En 2022, 17 500 ménages furent expulsés. Le coût du logement devient de plus en plus élevé attendu la diminution très sensible de l’APL, outre le fait que les charges énergétiques se sont aggravées ; les logements très sociaux sont trop souvent des espaces de vie onéreux, faute d’isolation. Il nous souvient du livre de Martin Hirsch : « cela devient cher d’être pauvre ».
L’expulsion est une violence susceptible d’en causer une plus grave encore avec la rue qui se profile ou des squats.
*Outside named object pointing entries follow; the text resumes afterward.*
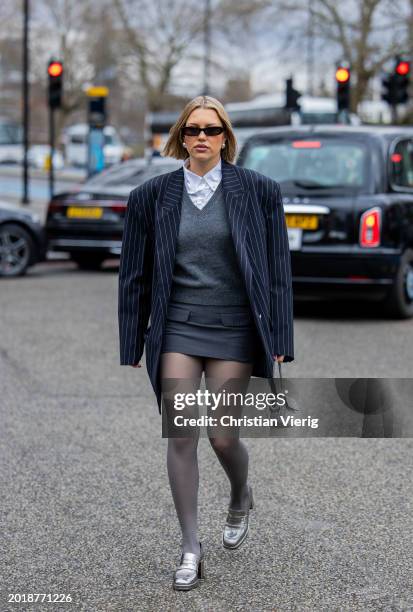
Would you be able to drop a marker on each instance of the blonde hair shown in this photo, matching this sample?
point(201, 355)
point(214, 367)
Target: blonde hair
point(174, 147)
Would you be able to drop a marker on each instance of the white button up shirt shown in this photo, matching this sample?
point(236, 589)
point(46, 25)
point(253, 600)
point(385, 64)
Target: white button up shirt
point(201, 188)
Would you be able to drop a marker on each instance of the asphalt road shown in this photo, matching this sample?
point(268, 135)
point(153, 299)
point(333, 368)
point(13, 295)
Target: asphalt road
point(86, 504)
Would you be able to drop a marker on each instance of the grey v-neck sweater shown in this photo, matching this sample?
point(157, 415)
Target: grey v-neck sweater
point(206, 268)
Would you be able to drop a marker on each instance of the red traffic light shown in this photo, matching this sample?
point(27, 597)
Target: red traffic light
point(55, 69)
point(403, 68)
point(342, 75)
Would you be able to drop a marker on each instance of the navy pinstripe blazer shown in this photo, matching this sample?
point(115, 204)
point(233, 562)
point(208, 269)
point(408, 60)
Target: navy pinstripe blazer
point(256, 217)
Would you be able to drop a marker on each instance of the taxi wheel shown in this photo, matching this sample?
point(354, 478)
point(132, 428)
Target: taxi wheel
point(399, 302)
point(88, 261)
point(16, 250)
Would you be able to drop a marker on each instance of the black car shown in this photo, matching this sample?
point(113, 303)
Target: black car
point(87, 222)
point(22, 240)
point(348, 200)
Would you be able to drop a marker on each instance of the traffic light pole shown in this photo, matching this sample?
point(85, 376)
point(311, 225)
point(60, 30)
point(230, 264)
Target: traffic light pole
point(52, 144)
point(25, 196)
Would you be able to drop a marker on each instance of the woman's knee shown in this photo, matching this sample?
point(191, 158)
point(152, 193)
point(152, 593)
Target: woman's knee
point(183, 445)
point(222, 444)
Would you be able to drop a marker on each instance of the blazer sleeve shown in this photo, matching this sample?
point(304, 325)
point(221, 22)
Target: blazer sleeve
point(134, 286)
point(279, 265)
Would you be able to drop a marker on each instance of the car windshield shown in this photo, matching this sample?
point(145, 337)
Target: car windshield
point(311, 163)
point(129, 174)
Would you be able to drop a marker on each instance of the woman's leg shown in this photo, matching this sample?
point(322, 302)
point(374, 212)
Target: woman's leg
point(231, 452)
point(182, 457)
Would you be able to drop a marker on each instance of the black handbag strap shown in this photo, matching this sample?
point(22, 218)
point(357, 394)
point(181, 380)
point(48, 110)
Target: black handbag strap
point(274, 390)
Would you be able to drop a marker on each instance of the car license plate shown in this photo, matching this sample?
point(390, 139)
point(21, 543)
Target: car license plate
point(84, 212)
point(294, 238)
point(307, 222)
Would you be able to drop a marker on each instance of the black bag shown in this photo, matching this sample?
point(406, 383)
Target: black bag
point(275, 410)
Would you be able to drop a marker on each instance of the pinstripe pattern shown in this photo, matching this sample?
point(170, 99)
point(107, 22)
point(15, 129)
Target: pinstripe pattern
point(256, 218)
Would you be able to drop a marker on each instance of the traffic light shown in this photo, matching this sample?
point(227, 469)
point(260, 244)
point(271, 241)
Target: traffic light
point(343, 87)
point(55, 73)
point(402, 80)
point(396, 84)
point(291, 96)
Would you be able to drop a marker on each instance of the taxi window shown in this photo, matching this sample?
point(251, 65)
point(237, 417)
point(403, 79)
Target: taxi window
point(310, 163)
point(402, 164)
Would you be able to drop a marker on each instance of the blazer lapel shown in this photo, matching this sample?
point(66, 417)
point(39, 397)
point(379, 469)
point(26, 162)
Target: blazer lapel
point(168, 215)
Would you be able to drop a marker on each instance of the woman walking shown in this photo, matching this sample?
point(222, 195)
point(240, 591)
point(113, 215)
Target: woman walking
point(205, 255)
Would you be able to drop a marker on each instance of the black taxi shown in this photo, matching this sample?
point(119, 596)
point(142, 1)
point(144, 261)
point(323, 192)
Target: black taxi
point(348, 203)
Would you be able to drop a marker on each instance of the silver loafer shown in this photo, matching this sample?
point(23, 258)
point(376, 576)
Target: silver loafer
point(236, 526)
point(190, 571)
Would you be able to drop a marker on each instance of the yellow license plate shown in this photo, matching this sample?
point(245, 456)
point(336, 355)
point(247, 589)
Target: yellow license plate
point(84, 212)
point(308, 222)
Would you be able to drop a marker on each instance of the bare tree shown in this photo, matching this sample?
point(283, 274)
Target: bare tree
point(363, 32)
point(162, 35)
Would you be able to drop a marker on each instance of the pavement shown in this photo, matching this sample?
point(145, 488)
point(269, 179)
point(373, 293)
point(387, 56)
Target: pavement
point(86, 503)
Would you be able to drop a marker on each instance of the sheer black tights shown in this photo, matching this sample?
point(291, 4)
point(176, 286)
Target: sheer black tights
point(182, 456)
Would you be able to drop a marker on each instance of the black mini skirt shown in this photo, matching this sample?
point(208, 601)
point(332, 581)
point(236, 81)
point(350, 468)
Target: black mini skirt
point(223, 332)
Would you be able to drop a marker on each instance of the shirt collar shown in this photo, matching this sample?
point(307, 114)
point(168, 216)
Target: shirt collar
point(211, 178)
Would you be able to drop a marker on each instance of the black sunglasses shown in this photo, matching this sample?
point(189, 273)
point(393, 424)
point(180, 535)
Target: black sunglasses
point(212, 130)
Comment ne pas observer que les enfants ne sont pas épargnés : 2 800 demandes d’hébergement concernant un enfant chaque soir en octobre 2023, contre 1 700 en 2022 et 920 à l’automne 2020.
En Ile-de-France 30% du parc hôtelier est utilisé à destination de personnes sans-domicile.
Le sujet n’est pas de commenter cette sombre situation, mais de voir comment apporter des réponses d’humanité pour s’opposer à une inhumanité que rien ne semble arrêter.
Rappelons que plus de 300 000 logements sont vacants dans les villes et les métropoles, là où l’attente d’un logement est la plus forte. Il ne s’agit pas de jeter l’opprobre sur quiconque, conscients que des bailleurs ont renoncé à la location pour éviter tout contentieux, n’ayant pas les moyens, ni le savoir-faire pour recueillir les subventions facilitant les travaux de réhabilitation.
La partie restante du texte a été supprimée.